For this query, projection pushdown can have a cascading effect by applying it from the top down. The only column of the view sales_by_product that is referenced is total, so the projection pushdown rewrite can remove both product_key and product_name from the select list of this view.

Furthermore, because sales_by_product only references sales_product_key, quantity and amount in the sales view select list, all of the other columns in the select list of sales (sales_key, sales_date, and sales_store_key) can be removed from each branch of the sales view. You can see that projection pushdown can have a cascading effect, because removing columns from the select list of a containing query block can cause columns in the select lists of nested views to become unreferenced, and thereby eligible for removal.

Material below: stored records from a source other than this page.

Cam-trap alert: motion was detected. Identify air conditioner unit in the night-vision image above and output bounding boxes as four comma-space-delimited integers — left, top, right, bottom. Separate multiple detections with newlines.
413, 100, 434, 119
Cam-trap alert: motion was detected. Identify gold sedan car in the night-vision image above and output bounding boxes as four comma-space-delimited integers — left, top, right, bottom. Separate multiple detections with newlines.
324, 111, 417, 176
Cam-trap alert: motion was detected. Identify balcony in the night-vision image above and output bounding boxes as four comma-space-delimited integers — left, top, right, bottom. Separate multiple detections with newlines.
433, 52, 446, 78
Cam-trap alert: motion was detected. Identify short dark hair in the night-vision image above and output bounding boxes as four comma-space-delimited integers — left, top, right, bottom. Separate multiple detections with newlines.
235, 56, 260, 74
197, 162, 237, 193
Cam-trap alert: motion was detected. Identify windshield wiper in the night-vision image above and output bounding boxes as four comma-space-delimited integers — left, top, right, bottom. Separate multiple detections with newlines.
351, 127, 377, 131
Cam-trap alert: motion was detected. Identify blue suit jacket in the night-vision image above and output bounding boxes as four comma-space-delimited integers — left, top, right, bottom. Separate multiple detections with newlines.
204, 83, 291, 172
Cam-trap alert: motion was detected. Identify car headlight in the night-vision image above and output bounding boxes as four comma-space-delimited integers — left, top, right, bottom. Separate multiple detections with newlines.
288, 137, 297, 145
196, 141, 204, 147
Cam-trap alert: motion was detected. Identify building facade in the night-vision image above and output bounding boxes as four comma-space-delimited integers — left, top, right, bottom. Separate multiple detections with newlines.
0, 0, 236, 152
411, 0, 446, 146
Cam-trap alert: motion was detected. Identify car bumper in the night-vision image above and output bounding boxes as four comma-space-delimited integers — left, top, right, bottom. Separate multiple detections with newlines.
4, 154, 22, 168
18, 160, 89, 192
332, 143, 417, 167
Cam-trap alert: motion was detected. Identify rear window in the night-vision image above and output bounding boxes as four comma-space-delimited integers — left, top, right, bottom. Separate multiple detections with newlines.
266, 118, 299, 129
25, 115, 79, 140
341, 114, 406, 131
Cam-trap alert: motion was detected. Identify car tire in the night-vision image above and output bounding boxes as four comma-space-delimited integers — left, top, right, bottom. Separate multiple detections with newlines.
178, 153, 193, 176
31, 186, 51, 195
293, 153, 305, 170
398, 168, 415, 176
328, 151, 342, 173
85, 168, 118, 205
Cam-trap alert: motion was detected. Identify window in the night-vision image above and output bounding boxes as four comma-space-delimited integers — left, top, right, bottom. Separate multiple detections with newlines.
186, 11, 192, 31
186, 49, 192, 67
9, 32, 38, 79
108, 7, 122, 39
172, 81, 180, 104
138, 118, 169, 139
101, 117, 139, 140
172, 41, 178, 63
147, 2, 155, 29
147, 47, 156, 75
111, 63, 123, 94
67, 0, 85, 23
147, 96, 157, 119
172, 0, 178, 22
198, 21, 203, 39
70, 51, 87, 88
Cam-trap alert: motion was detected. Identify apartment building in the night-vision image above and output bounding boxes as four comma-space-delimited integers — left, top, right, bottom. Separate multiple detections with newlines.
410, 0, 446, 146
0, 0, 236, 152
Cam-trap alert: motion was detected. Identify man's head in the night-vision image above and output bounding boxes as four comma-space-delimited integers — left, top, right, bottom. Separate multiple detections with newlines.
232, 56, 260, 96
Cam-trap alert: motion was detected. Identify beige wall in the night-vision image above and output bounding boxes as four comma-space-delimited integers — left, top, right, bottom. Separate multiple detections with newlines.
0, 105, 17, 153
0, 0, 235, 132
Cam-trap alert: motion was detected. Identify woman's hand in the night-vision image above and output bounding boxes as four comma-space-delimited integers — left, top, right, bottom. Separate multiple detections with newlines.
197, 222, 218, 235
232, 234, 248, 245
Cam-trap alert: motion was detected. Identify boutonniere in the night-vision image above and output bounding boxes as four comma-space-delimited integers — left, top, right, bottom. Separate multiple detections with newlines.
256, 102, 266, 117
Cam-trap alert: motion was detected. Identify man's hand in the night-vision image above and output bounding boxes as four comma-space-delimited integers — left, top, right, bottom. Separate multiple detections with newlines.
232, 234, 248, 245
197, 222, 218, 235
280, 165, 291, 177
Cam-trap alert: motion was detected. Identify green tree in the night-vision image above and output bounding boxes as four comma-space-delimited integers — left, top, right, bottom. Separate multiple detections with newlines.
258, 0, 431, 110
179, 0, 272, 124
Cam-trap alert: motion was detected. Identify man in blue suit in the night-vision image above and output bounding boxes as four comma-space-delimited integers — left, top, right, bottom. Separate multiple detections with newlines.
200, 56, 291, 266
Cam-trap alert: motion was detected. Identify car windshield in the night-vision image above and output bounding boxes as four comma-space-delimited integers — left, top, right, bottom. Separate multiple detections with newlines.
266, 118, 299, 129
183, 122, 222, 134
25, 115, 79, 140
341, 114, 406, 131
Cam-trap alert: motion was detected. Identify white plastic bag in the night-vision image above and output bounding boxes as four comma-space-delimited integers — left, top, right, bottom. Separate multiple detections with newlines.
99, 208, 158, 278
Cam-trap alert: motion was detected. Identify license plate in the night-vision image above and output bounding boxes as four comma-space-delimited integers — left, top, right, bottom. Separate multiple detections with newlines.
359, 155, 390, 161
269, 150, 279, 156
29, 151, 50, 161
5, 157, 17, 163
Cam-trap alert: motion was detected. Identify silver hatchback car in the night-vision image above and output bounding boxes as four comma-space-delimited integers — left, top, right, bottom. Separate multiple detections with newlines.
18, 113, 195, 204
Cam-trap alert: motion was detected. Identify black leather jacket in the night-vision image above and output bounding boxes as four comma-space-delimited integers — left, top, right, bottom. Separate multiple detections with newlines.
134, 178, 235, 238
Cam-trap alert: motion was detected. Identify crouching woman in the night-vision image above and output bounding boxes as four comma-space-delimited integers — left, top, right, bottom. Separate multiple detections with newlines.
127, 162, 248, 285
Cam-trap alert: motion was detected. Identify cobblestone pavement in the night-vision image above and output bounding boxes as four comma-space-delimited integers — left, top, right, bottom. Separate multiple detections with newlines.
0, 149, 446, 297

Likewise, predicate pushdown is most effectively applied from the top down because pushing a predicate into a data block might enable pushing the predicate again into a sub-block of its containing block.

On the other hand, view folding is done from the bottom up because that ordering of the process guarantees that once folding is attempted on each view in a block, it is not necessary to try folding again for that block unless the rule is re-enabled by another rewrite.

Obviously, the number of interactions among the individual rewrites is large. It is also true that no single order of applying each rewrite once is sufficient to guarantee that each block is rewritten completely because applying a rule may re-enable another rule that was previously applied, whether successfully or not.

Query Rewrite cannot eliminate SEQUENCED inner joins from a view unless the parent table of the view is normalized and the normalize column has VALIDTIME. However, if the view or derived table defined on temporal tables is qualified by a CURRENT or AS OF modifier, Query Rewrite can enable join elimination to exclude the inner join semantics of a SEQUENCED view or derived table by pushing the CURRENT or AS OF qualifier into the view or derived table. To optimize this, the tables should have a CURRENT or SEQUENCED referential integrity relationship defined between them. Note that join elimination does not occur if a request specifies conditions on the system-projected VALIDTIME column of the view.